As noted above, comprehensive optimization of CA systems usually requires the services of a CA expert. Because most CA systems have opportunities for cost-effective savings, hiring a trained professional to perform an audit of your CA system is a good idea. But whether you're looking to hire an expert or planning to work on your CA system yourself, you'll find the following resources quite helpful.

• U.S. Department of Energy Industrial Technologies Program web site: www1.eere.energy.gov/industry/bestpractices/compressed_air.html. This web site provides a variety of resources, including tip sheets, guidelines for selecting a CA service provider, free software for assessing your existing CA system and estimating potential savings from efficiency measures, and Improving Compressed Air System Performance: A Sourcebook for Industry.
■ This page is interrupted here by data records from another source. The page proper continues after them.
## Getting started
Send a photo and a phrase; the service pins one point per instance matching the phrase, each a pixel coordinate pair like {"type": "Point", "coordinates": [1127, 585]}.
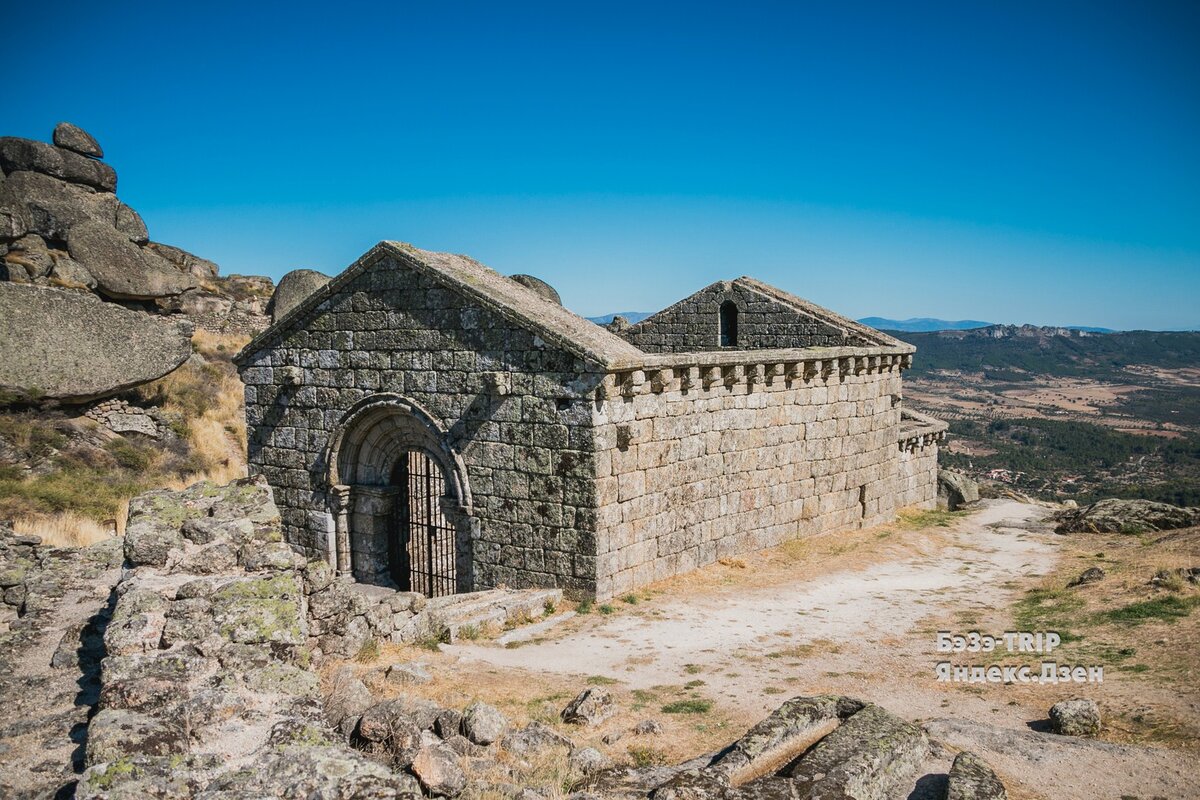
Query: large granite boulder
{"type": "Point", "coordinates": [75, 138]}
{"type": "Point", "coordinates": [49, 208]}
{"type": "Point", "coordinates": [539, 287]}
{"type": "Point", "coordinates": [1077, 717]}
{"type": "Point", "coordinates": [1115, 516]}
{"type": "Point", "coordinates": [955, 491]}
{"type": "Point", "coordinates": [72, 347]}
{"type": "Point", "coordinates": [121, 269]}
{"type": "Point", "coordinates": [184, 262]}
{"type": "Point", "coordinates": [28, 155]}
{"type": "Point", "coordinates": [293, 289]}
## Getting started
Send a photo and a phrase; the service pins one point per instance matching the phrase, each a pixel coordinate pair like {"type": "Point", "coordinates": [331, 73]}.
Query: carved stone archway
{"type": "Point", "coordinates": [371, 439]}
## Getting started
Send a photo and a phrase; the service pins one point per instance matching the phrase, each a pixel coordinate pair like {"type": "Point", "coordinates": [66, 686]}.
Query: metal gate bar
{"type": "Point", "coordinates": [426, 546]}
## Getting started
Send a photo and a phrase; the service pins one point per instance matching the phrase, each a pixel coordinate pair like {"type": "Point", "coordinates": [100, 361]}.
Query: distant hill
{"type": "Point", "coordinates": [922, 324]}
{"type": "Point", "coordinates": [631, 316]}
{"type": "Point", "coordinates": [1009, 352]}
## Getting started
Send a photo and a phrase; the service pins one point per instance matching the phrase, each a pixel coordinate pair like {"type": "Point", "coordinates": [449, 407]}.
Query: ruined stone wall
{"type": "Point", "coordinates": [527, 455]}
{"type": "Point", "coordinates": [917, 475]}
{"type": "Point", "coordinates": [687, 476]}
{"type": "Point", "coordinates": [694, 324]}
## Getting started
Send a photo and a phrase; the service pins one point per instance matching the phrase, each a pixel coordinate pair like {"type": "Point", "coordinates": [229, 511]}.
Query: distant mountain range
{"type": "Point", "coordinates": [915, 325]}
{"type": "Point", "coordinates": [927, 324]}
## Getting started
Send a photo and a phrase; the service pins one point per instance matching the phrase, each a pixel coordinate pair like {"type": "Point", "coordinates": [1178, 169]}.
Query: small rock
{"type": "Point", "coordinates": [72, 137]}
{"type": "Point", "coordinates": [591, 708]}
{"type": "Point", "coordinates": [437, 768]}
{"type": "Point", "coordinates": [448, 723]}
{"type": "Point", "coordinates": [588, 761]}
{"type": "Point", "coordinates": [955, 489]}
{"type": "Point", "coordinates": [971, 779]}
{"type": "Point", "coordinates": [1091, 575]}
{"type": "Point", "coordinates": [534, 739]}
{"type": "Point", "coordinates": [647, 728]}
{"type": "Point", "coordinates": [483, 723]}
{"type": "Point", "coordinates": [408, 674]}
{"type": "Point", "coordinates": [1077, 717]}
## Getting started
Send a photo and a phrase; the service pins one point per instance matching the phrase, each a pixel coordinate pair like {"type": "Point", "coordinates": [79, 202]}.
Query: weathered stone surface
{"type": "Point", "coordinates": [588, 761]}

• Compressed Air Challenge (CAC) web site: www.compressedairchallenge.org. The CAC is a voluntary collaboration of industrial users; manufacturers, distributors, and their associations; consultants; state research and development agencies; energy-efficiency organizations; and utilities. On its web site, you can learn about upcoming CAC training opportunities and download documents covering a wide variety of CA concepts as well as case studies that demonstrate these concepts. Of particular note, the CAC-produced Best Practices for Compressed Air Systems manual can be ordered here. This comprehensive and easily understandable book compiles information on virtually all aspects of CA system maintenance.